Le travail manifeste-t-il mieux la nature de l’homme que l’art ou le jeu ?

17 mai 2012 0 Par Caroline Sarroul

Le travail manifeste-t-il mieux la nature de l’homme que l’art ou le jeu ?

Le jeu : «activité libre (l’enfant joue car il est libre de le faire), séparée (le jeu est en dehors de la vie courante), incertaine (son issue n’est pas connue, c’est ce qui fait sa richesse), improductive (il s’oppose au travail au sens où il est improductif), réglée (il possède ses propres règlements) et fictive (il amène à la fiction, il nous rend autres)» selon l’historien néerlandais Huizinga.

Articulation : Le travail comme propre de l’homme ( animal laborans) mais comme correspondant à la nécessité animale en lui ( animal laborans)

Le sujet présuppose qu’il y a une nature humaine et que ces 3 activités sont clairement distinctes.

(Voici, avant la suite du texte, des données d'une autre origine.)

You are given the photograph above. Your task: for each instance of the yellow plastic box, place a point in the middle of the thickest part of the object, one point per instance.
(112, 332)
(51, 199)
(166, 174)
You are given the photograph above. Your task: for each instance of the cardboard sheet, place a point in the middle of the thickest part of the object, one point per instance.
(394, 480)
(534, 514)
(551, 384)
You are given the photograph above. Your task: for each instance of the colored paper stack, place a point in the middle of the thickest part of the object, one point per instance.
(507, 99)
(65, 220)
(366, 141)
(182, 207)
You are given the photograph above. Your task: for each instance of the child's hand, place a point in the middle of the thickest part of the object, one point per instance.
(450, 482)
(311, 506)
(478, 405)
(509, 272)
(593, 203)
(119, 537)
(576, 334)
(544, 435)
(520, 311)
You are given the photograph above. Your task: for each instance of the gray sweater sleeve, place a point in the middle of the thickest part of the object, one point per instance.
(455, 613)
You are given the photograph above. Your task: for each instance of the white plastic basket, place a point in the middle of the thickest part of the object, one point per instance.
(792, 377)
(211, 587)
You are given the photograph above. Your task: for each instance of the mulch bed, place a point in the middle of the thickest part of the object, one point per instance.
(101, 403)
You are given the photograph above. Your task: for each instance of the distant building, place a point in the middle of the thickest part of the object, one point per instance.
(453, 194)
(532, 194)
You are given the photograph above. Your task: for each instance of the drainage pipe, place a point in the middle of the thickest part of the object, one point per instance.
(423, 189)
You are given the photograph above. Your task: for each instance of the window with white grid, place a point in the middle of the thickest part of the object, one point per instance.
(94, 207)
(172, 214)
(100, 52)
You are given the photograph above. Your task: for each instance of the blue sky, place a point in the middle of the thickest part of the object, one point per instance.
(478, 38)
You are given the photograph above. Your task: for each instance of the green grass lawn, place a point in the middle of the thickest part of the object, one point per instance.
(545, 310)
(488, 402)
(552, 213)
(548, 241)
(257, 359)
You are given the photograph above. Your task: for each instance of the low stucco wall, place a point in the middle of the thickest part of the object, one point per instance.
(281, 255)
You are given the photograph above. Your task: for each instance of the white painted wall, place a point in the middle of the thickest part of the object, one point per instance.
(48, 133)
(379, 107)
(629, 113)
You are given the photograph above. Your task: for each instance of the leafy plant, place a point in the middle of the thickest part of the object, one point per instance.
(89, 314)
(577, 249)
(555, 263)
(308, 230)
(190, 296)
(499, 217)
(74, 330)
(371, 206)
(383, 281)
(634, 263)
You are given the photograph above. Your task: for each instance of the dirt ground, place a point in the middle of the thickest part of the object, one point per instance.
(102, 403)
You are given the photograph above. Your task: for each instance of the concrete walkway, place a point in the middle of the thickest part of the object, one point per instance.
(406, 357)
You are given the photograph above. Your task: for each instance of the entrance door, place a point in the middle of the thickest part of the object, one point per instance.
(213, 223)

 I. le travail manifeste incontestablement la nature de l’homme dans le sens où le travail est le propre de l’homme. L’homme est le seul animal qui travaille, qui doit transformer la nature pour répondre à ses besoins (animal prométhéen, Marx qui distingue l’abeille du plus mauvais architecte) ; le travail fait partie de la condition humaine, de la situation initiale et universelle de l’homme ; tous les hommes sont au travail, au milieu des autres et mortels, souligne Sartre.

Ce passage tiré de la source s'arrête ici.